Mittlerweile ist ja recht gut belegt, dass Hoelz 1933 wohl von der GPU (die ihn faszinierte und der er fast kindlich vertraute) umgebracht wurde. Einer von vielen Kommunisten, die glaubten, im Reich Stalins Zuflucht finden zu können und sich sehr bald – wie die alten Kampfgefährten Lenins – vor Gericht gezerrt und hingerichtet fanden. Eine kleine Liste der Ermordeten, zu denen viele Freunde und Weggefährten von Max Hoelz gehören, gibt Marohn seinem Buch bei. Genauso, wie er zuvor auch die Liste von Emil Julius Gumbel bringt, in der der Publizist aufgearbeitet hat, wie die deutsche Justiz mit den politischen Morden in der Weimarer Republik umging, die sich nicht nur in der Dimension deutlich unterschieden – auf 354 nachweisbare Morde der Rechtsextremen kamen 22 mit Tätern aus dem linken Spektrum. Doch während die linken Täter im Schnitt 15 Jahre Zuchthaus pro Nase verpasst bekamen, bekamen die rechtsradikalen Täter im Schnitt 4 Monate Gefängnis oder gingen gleich ganz straflos aus.

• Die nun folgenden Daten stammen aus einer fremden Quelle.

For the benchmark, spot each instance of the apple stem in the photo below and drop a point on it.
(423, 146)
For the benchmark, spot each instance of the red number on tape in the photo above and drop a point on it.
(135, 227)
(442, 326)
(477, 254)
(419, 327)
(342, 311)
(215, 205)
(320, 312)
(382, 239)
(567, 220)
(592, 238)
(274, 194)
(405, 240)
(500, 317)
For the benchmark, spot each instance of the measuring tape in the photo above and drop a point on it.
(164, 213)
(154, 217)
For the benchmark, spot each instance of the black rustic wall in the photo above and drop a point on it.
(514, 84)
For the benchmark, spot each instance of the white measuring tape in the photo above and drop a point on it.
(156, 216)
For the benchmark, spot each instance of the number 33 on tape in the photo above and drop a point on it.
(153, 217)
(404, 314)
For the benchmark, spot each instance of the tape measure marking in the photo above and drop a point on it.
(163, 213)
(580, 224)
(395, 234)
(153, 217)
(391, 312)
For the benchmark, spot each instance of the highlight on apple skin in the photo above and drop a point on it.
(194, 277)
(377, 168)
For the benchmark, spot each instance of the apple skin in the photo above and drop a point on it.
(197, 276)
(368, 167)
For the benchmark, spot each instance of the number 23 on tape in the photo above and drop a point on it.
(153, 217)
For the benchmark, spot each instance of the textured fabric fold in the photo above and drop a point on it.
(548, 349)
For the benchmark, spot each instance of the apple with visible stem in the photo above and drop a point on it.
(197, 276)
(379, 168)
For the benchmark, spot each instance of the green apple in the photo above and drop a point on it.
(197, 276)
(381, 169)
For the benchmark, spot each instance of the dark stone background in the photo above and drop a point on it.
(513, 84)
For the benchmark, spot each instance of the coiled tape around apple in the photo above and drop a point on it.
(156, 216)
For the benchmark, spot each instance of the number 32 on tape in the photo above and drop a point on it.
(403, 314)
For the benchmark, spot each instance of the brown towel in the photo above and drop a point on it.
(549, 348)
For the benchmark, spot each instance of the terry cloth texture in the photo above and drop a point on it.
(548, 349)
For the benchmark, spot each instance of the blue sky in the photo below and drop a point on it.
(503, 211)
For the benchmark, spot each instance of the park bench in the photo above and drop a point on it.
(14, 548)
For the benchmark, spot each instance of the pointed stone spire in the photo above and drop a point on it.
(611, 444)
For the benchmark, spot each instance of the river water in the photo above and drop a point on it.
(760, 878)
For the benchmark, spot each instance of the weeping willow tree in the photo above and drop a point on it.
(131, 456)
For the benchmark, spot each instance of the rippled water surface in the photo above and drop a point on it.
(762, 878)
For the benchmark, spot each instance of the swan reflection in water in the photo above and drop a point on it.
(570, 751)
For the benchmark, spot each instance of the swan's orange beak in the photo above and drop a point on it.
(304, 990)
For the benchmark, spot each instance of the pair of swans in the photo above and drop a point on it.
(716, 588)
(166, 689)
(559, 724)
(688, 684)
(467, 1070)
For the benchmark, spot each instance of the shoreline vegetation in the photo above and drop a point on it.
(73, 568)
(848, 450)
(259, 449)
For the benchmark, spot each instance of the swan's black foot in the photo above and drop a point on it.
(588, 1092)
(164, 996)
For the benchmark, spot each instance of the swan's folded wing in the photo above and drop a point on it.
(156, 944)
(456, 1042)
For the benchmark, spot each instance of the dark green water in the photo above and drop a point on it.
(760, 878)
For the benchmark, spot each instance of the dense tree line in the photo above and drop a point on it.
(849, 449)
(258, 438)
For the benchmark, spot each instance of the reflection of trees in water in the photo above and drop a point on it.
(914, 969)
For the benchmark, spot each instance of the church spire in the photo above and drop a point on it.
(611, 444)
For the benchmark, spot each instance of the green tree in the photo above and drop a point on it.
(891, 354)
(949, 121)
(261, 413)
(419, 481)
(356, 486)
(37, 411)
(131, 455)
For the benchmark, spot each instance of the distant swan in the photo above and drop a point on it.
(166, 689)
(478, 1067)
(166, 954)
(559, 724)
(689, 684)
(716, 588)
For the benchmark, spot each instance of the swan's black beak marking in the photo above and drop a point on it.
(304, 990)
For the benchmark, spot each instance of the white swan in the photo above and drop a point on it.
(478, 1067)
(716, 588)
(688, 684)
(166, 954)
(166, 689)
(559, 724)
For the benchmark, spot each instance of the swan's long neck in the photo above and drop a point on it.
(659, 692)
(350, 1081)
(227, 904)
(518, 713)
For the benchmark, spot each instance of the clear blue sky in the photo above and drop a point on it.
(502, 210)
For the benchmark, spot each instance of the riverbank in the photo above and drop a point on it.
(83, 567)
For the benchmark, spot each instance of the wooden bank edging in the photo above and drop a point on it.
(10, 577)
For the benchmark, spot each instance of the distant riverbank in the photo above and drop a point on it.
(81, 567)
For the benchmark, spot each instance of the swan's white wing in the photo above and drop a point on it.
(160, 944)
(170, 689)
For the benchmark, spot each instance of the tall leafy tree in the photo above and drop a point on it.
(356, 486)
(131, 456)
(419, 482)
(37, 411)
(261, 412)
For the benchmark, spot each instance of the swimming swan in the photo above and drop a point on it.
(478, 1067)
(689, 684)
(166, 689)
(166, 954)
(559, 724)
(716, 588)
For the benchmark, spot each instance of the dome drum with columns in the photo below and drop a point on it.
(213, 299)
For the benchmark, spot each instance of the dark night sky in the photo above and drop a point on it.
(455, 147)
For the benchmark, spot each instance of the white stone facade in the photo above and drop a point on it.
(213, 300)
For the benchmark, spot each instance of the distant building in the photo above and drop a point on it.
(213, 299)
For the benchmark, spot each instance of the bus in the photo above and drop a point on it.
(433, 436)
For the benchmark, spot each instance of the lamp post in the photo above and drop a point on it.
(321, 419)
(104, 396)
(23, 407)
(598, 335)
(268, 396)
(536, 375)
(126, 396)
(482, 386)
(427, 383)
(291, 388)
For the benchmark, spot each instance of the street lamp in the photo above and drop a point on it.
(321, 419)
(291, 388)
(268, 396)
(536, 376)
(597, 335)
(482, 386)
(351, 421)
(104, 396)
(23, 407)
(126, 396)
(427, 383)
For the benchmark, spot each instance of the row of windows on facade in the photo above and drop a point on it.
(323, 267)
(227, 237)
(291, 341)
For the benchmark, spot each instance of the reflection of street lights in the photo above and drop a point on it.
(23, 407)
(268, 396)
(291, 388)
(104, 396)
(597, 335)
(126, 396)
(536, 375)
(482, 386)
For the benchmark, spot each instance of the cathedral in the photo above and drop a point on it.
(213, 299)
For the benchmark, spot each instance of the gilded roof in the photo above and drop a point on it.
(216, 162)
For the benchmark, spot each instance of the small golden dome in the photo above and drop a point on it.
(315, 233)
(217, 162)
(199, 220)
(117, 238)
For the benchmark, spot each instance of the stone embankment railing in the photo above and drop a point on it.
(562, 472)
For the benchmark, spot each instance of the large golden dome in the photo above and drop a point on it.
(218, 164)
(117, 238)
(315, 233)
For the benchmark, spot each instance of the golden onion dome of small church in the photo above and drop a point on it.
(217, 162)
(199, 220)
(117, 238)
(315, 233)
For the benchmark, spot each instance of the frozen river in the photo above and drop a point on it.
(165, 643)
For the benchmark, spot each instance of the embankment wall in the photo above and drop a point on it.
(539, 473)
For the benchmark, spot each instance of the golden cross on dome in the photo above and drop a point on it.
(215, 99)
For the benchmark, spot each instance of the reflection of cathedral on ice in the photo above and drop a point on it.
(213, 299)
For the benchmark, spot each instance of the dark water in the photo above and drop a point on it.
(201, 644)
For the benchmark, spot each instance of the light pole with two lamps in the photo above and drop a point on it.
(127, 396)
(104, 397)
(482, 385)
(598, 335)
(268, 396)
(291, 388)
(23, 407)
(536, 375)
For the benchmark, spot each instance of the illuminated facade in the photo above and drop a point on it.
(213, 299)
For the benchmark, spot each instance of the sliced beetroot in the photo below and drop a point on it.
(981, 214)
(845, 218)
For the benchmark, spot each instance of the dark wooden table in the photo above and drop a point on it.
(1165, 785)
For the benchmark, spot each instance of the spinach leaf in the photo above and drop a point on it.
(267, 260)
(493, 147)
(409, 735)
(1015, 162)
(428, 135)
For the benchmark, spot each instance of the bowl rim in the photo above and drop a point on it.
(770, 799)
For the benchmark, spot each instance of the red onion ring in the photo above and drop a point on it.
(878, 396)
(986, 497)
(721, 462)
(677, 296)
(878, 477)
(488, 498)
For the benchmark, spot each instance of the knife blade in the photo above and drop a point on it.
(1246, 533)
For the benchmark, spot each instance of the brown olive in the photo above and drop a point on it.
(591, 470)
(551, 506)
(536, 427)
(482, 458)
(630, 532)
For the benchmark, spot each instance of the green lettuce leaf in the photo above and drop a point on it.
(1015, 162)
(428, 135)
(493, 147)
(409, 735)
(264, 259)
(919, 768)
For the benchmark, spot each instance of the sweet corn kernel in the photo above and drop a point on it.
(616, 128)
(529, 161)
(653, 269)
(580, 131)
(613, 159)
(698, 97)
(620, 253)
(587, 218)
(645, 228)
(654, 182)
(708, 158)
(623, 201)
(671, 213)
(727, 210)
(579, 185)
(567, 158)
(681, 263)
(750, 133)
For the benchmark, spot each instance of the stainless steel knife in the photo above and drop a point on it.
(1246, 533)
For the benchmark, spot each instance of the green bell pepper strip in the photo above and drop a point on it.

Tatsächlich ist Max Hoelz eine grundsätzlich tragische Gestalt, unfähig, die Zickzackkurse der damaligen KPD mitzugehen. Und damit auch damals für die Funktionäre dieser Partei eher ein Störfaktor – der dummerweise viel bekannter und beliebter war als das komplette Führungskomitee, wenn man von Ernst Thälmann einmal absieht. Im Ergebnis wurde Hoelz dann auch in der DDR lange zur persona non grata erklärt, denn die neuen Machthaber Pieck und Ulbricht kamen ja aus diesem alten Führungskartell. Es dauerte tatsächlich bis zum 100. Geburtstag von Max Hoelz, dass er in seiner Heimat zumindest wieder zum Forschungsobjekt wurde. Dumm nur, dass das ausgerechnet 1989 war. Da ging auch dieser Ansatz im großen Schlamassel unter. So gesehen besetzt Marohns Buch über Hoelz eine echte Lücke in der literarischen Landschaft. Dass es den Untertitel “Biografie einer Zukunft” trägt, hat natürlich mit dem zweiten großen Exkurs zu tun, der sich einmal recht nachdenklich mit der “kommunistischen Vision” beschäftigt, die eben heute so tot ist wie 1933. Was nicht an Leuten wie Hoelz liegt, sondern an dem, was Stalin ab 1924 draus gemacht hat: eine Art Staatsimperialismus mit einem alleinherrschenden Führer an der Spitze, der auch sämtliche anderen Parteien der Komintern auf Linie befahl, egal, was das für eine Linie war.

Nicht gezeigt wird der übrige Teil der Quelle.